Toplum önünde olup, insanlara bir şeyler öğretmek, onların eğitimleriyle ilgilenmek ve ülkemize hizmet edecek insanları yetiştirmek görevi öğretmenlerimize verilmiş.
Her yıl 24 Kasım tarihinde Öğretmenler Gününü kutluyoruz.
Öğretmenlerin dert ve şikayetleri, yaşadıkları olaylar, istekleri, mesleki zorlukları, huzurlu ve mutlu geçirdikleri günleri hep 24 Kasım tarihinde aklımıza geliyor. Her özel günde olduğu gibi Öğretmenler Gününde de devletin pek çok kademesindeki görevliler, öğretmenleri hatırlıyorlar.
Kendi payıma ifade etmemde fayda var, bizlerde anca 24 Kasım tarihinde öğretmenlerimizi hatırlıyoruz.

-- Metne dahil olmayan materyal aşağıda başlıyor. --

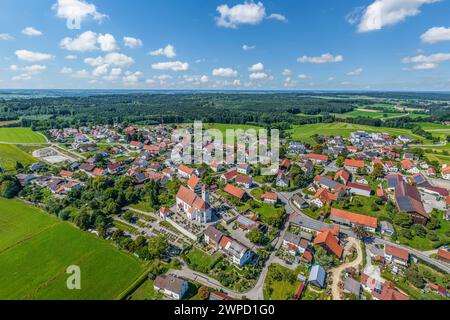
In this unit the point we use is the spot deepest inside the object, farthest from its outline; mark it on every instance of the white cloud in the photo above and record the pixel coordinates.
(132, 42)
(113, 75)
(32, 32)
(383, 13)
(256, 67)
(113, 58)
(224, 72)
(196, 80)
(436, 34)
(81, 74)
(66, 70)
(422, 62)
(245, 13)
(171, 65)
(6, 36)
(100, 70)
(27, 55)
(76, 11)
(278, 17)
(324, 58)
(22, 77)
(35, 68)
(355, 72)
(260, 76)
(87, 41)
(132, 78)
(248, 48)
(107, 42)
(168, 51)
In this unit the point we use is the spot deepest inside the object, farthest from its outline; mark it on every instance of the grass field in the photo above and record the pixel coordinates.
(304, 132)
(36, 249)
(20, 135)
(10, 154)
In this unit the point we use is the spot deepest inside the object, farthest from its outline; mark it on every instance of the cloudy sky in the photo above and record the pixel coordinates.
(209, 44)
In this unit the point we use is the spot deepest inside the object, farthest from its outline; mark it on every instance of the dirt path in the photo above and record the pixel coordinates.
(336, 273)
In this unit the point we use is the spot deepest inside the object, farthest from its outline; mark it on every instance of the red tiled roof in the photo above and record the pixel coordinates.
(185, 169)
(193, 181)
(354, 163)
(397, 252)
(317, 157)
(355, 218)
(330, 241)
(359, 186)
(443, 253)
(269, 196)
(406, 164)
(234, 191)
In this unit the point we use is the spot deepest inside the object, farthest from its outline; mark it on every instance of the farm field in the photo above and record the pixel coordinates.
(303, 133)
(10, 154)
(36, 249)
(20, 135)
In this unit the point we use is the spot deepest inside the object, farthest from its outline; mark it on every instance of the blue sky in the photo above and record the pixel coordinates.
(209, 44)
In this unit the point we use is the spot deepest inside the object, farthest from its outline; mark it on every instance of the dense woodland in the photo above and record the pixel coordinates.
(267, 109)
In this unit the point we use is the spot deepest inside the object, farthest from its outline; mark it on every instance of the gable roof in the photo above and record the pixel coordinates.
(234, 191)
(315, 156)
(396, 252)
(355, 218)
(330, 241)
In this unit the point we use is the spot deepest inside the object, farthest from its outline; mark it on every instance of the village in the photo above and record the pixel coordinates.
(347, 218)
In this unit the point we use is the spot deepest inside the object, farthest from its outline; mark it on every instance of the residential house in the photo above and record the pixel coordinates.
(360, 189)
(408, 200)
(299, 202)
(171, 286)
(328, 240)
(317, 277)
(212, 237)
(317, 158)
(235, 191)
(352, 219)
(396, 255)
(270, 197)
(353, 165)
(244, 181)
(196, 208)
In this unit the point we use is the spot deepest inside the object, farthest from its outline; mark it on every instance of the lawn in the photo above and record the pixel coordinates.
(36, 249)
(10, 154)
(303, 133)
(20, 135)
(198, 260)
(222, 127)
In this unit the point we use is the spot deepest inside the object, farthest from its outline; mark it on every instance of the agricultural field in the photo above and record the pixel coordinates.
(20, 135)
(10, 154)
(36, 249)
(303, 133)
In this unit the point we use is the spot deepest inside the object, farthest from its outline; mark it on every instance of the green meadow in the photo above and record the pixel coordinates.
(20, 135)
(36, 249)
(303, 133)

Yüz binlerce öğrencinin aklında aynı soru; Öğretmenler günü ne zaman?
Hangi güne denk geliyor?
Hafta içi mi?
Hafta sonu mu? diye merak ediyor.
Önce, Türkiye’de öğretmenler günü kutlamaları nasıl başladı? Bizlere, kalem tutmayı, okumayı, yazmayı öğreten, çocuk çağlarımızda eğitime başlayıp, hayatımız boyunca edindiğimiz tecrübelerimizle yaşamayı öğreten öğretmenlerimiz ne zaman hatırlandı? Bu sorunun cevabına bakalım.

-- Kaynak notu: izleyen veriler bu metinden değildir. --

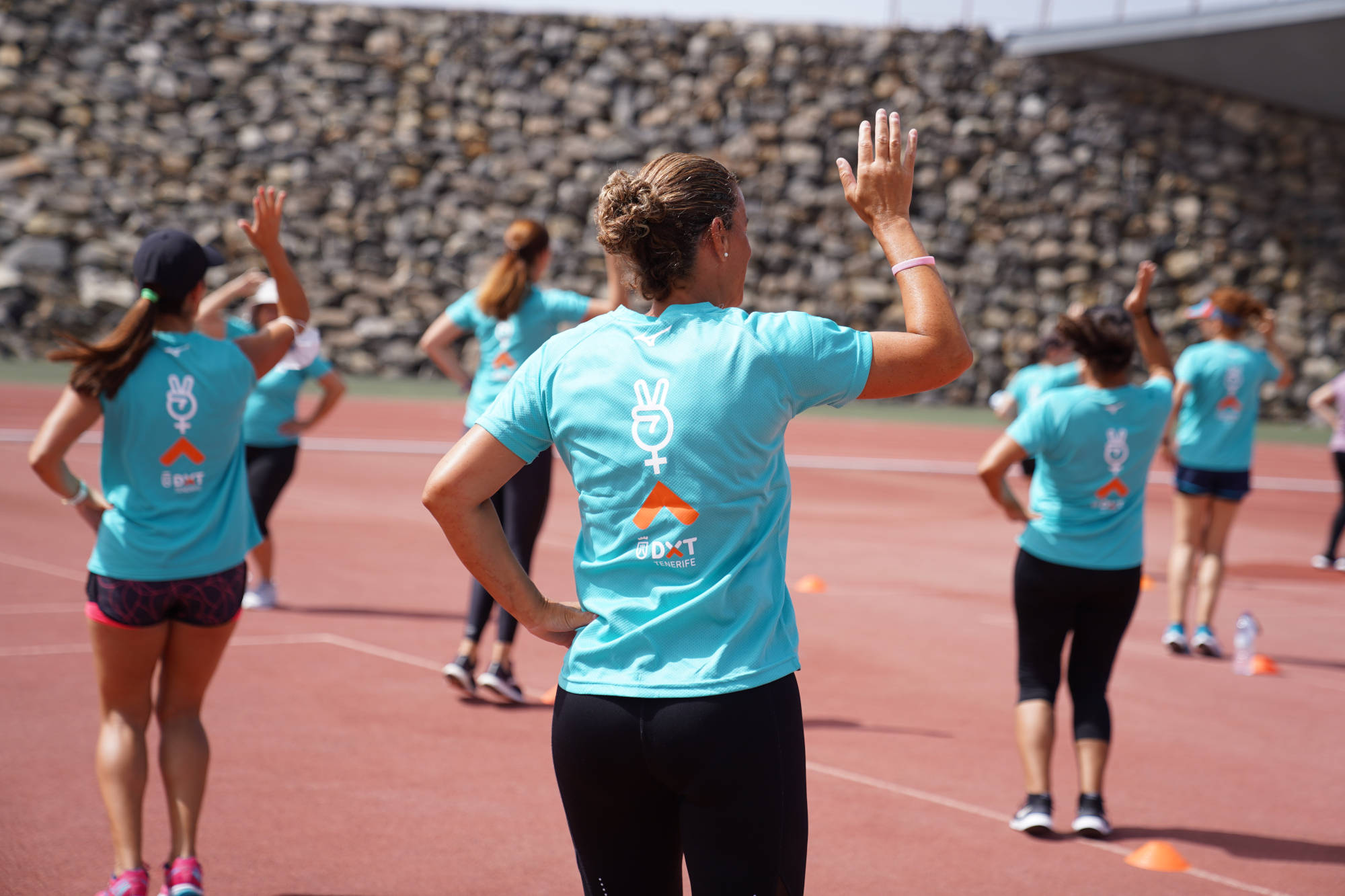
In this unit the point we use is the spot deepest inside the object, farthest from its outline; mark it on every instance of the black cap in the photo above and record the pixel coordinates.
(174, 263)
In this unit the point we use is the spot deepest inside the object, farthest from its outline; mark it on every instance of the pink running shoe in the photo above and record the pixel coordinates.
(128, 883)
(182, 877)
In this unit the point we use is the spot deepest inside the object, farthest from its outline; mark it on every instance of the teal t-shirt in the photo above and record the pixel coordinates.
(1218, 419)
(1034, 381)
(1093, 448)
(173, 464)
(274, 401)
(508, 343)
(673, 430)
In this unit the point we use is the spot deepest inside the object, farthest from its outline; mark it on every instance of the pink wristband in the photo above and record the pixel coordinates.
(913, 263)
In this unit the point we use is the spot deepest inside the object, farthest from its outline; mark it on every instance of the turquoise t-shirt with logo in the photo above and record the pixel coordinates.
(1093, 448)
(673, 431)
(173, 464)
(1218, 419)
(1034, 381)
(508, 343)
(274, 401)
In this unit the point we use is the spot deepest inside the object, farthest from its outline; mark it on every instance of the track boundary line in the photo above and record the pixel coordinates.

Türkiye’de 1981’den beri 24 Kasım’da Öğretmenler Günü kutlanmaktadır. Öğretmenler Günü kutlama kararları, 26 Kasım 1992’de Resmi Gazete’de yayımlanarak yürürlüğe girdi. Sonra, Milli Eğitim Bakanlığı Öğretmenler Günü Kutlama Yönetmeliği çerçevesinde gerçekleşen 24 Kasım Öğretmenler Günü bu yıl da birbirinden renkli etkinliklere sahne oldu. Her okul, kendi bünyesinde düzenlediği törenlerle öğretmenleri mutlu etti. Öğrenciler ve velilerde kendi aralarında toplanıp, sevdikleri, saydıkları, güven duydukları, saygı duydukları öğretmenlerine yönelik kutlamalar yaptı.

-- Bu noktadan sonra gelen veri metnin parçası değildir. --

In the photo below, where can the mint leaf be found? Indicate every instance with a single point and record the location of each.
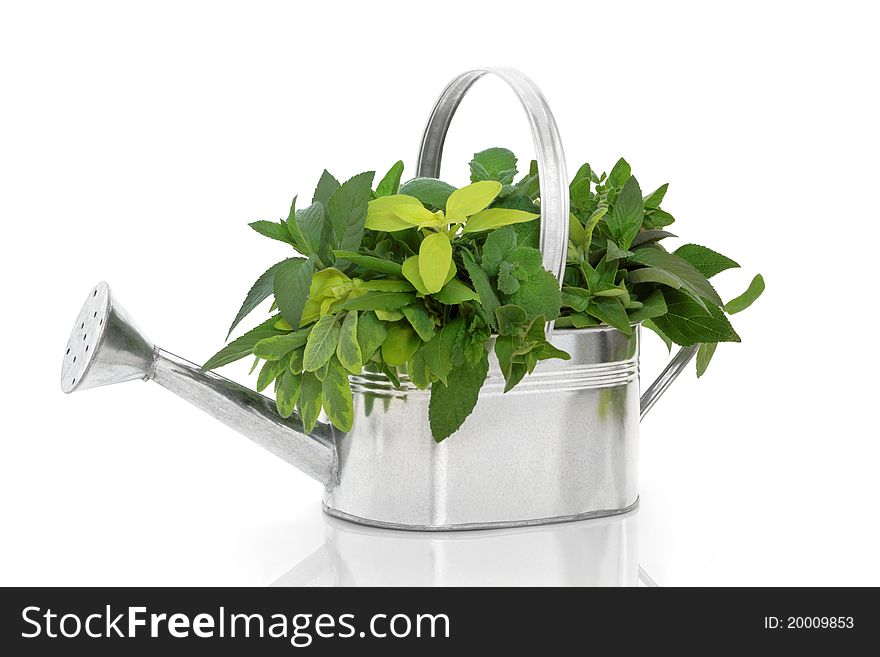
(688, 277)
(451, 403)
(494, 164)
(326, 186)
(704, 260)
(348, 211)
(483, 287)
(747, 298)
(390, 182)
(687, 322)
(337, 398)
(321, 344)
(310, 400)
(242, 346)
(704, 355)
(274, 230)
(429, 191)
(370, 334)
(625, 219)
(291, 284)
(258, 293)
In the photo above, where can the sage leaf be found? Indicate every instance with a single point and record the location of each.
(258, 293)
(292, 281)
(435, 256)
(348, 351)
(390, 182)
(321, 343)
(371, 334)
(288, 392)
(337, 398)
(704, 260)
(747, 298)
(311, 399)
(688, 323)
(453, 402)
(242, 346)
(400, 344)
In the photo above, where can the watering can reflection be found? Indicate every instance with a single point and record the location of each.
(562, 445)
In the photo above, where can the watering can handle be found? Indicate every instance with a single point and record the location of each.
(553, 180)
(548, 150)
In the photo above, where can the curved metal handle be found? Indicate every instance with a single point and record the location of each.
(548, 152)
(667, 376)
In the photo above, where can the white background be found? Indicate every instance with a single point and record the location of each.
(138, 139)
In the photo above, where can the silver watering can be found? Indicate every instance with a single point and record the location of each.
(563, 445)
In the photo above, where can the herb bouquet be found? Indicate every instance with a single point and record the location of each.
(420, 280)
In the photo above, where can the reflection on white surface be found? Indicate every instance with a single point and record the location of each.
(600, 552)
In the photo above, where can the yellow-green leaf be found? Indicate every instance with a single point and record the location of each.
(496, 218)
(469, 200)
(380, 215)
(435, 257)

Öğretmenler Günü ile ilgili kutlamalar, 26 Kasım 1992’de Resmi Gazete’de yayınlanarak yürürlüğe giren Öğretmenler Günü Kutlama Yönetmeliği çerçevesinde gerçekleşir. Pek çok ülkede 1994’ten beri her yıl 5 Ekim günü UNESCO tavsiyesiyle Öğretmenler Günü olarak kutlanmaktadır. 5 Ekim günü, 1966 yılında Paris’te gerçekleşen “Öğretmenlerin Statüsü Hükümetler arası Özel Konferansı”nın sona erip UNESCO temsilcileri ile ILO tarafından “Öğretmenlerin Statüsü Tavsiyesi” ni oybirliği ile kabul edilişinin yıl dönümüdür.
Öğrenmenin yaşı yoktur. Dinimizde de öğrenme ile ilgili olarak pek çok ayet ve hadis mevcuttur. İnandığımız İslam Dininin kitabı Kuran-ı Kerim “oku” diye başlamaktadır. Bu nedenle de okumanın önemi, öğrenmenin önemi bizler için hayatın her aşamasında büyük önem taşımaktadır.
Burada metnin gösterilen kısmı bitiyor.